Mami era loca con el pollo, detestaba el pescado por lo inmundo de su olor: su aroma se quedaba por días en el fregadero y en toda la cocina. Le apestaba eso, no lo podía oler. Cuando llevábamos pesca o compra de ese alimento, se crispaba. Lo contrario pasaba con el pollo.
A sus hijos, una prole numerosa de siete, mucho para madre soltera que subsistía con salario mínimo, solo les podía dar carne con el pollo, pues con dos libras daba para saciar los estómagos de esos energizantes adolescentes y jóvenes que iban y regresaban a paticas a la universidad.
Esa misma descendencia se mofaba de su abuso diario con la carne de esa ave y lo llamaban “poscho”. Se los daba hasta de merienda.
La rutina era esta: comprarlo en el colmado, mi abuela lo sazonaba y se servía al mediodía. A veces el pollo criollo del colmado era sustituido por una gallina vieja, en los tiempos en que los mercaderes de barrios pobres pasaban a pregón con esos animales colgados en un palo de escoba, para intercambiarlos por ropa vieja. Ah mi abuela que entraba, feliz, en esos trueques.
Cómo estarán los huesos de mami ahora que un pollo ronda los 100 pesos la libra, distante de los dos pesos que en su tiempo lo compraba. Qué sería de ella saber que sería inalcanzable comprar ese alimento con una inflación rondando el 10 por ciento que el Banco Central se afana en minimizar y hacer ver como “normal”.
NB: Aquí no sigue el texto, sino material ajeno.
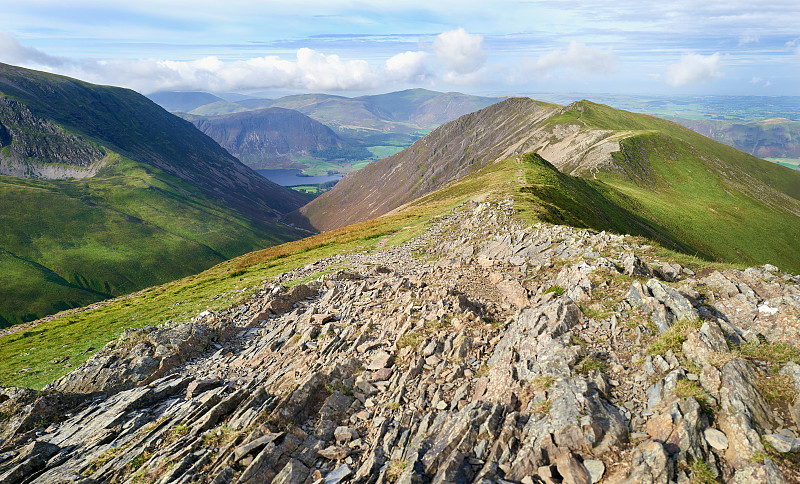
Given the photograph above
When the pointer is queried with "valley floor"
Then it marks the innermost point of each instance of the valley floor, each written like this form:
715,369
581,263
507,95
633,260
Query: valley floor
482,351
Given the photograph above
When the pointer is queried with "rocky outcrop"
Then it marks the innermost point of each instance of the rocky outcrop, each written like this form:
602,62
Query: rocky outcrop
33,147
506,353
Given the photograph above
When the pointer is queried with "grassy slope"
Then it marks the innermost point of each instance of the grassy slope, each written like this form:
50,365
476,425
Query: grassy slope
528,179
711,209
129,227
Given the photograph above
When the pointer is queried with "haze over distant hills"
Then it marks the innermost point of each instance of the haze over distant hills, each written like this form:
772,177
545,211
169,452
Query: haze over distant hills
774,139
110,193
369,127
275,138
636,174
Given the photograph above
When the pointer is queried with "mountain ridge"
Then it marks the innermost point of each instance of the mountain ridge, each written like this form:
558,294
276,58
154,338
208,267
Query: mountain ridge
114,194
667,170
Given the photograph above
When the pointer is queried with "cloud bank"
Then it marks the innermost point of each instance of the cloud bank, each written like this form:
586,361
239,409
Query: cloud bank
454,56
694,68
578,57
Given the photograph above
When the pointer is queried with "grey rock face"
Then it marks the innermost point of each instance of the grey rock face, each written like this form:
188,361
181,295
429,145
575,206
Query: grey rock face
411,370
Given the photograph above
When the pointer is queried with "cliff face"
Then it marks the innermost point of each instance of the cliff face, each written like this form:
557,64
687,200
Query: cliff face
31,146
269,138
503,353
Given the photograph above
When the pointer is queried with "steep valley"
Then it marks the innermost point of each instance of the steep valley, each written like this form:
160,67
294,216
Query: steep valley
103,193
531,293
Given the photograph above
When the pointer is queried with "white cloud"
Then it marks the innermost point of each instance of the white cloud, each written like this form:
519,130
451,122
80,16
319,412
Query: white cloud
578,56
694,68
459,51
454,57
12,52
311,70
409,66
749,38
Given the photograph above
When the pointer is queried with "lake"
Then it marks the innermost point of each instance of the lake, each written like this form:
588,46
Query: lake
290,177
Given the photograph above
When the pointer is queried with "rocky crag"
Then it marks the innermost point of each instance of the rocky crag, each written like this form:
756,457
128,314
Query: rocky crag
481,351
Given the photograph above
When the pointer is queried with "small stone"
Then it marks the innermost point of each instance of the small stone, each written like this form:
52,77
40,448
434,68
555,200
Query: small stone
343,434
380,361
596,469
782,443
716,439
338,475
572,470
334,452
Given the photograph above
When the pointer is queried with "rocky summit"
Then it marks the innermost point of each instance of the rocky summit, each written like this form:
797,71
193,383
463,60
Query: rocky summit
484,350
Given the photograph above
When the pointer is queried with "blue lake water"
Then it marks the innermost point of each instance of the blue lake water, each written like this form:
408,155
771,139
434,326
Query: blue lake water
289,177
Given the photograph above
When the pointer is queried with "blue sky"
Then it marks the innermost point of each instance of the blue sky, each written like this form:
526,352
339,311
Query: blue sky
501,47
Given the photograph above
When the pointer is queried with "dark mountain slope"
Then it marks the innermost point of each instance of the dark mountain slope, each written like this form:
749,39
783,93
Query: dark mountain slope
131,124
182,101
272,137
448,153
112,194
700,195
769,138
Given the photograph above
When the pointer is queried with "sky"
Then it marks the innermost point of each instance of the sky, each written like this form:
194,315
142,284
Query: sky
670,48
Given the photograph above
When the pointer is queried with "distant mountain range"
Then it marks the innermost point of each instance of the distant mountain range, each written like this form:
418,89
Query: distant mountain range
110,193
367,127
275,138
776,139
595,167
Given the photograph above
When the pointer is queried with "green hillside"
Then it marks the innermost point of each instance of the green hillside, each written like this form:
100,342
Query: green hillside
720,202
687,190
112,194
540,192
129,227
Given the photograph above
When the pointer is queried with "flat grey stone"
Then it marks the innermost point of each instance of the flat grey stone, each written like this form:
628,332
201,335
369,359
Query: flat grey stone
716,439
La situación siempre ha sido la misma para los de abajo: antes el pollo a 2 y ahora 100, da igual. En ese tiempo, el salario mínimo rondaba también los 180 dólares mensuales, el 85 por ciento de la población asalariada ganaba menos de 300 dólares y los vendedores informales de todo tipo de cosas superaba el 50 por ciento, o dicho en palabras bonitas de los economistas: más del 50 por ciento de la población sobrevivía de la economía informal.
Que sea Balaguer, Hipólito, Leonel, Danilo o Abinader, es lo mismo: los pobres siempre tienen dificultad para comer diariamente. Ahora es la guerra y el covid-19, antes la Guerra Fría y cuántas cosas se inventaba el capitalismo.
Lo cierto es que hoy, como ayer, los dominicanos estamos jodidos.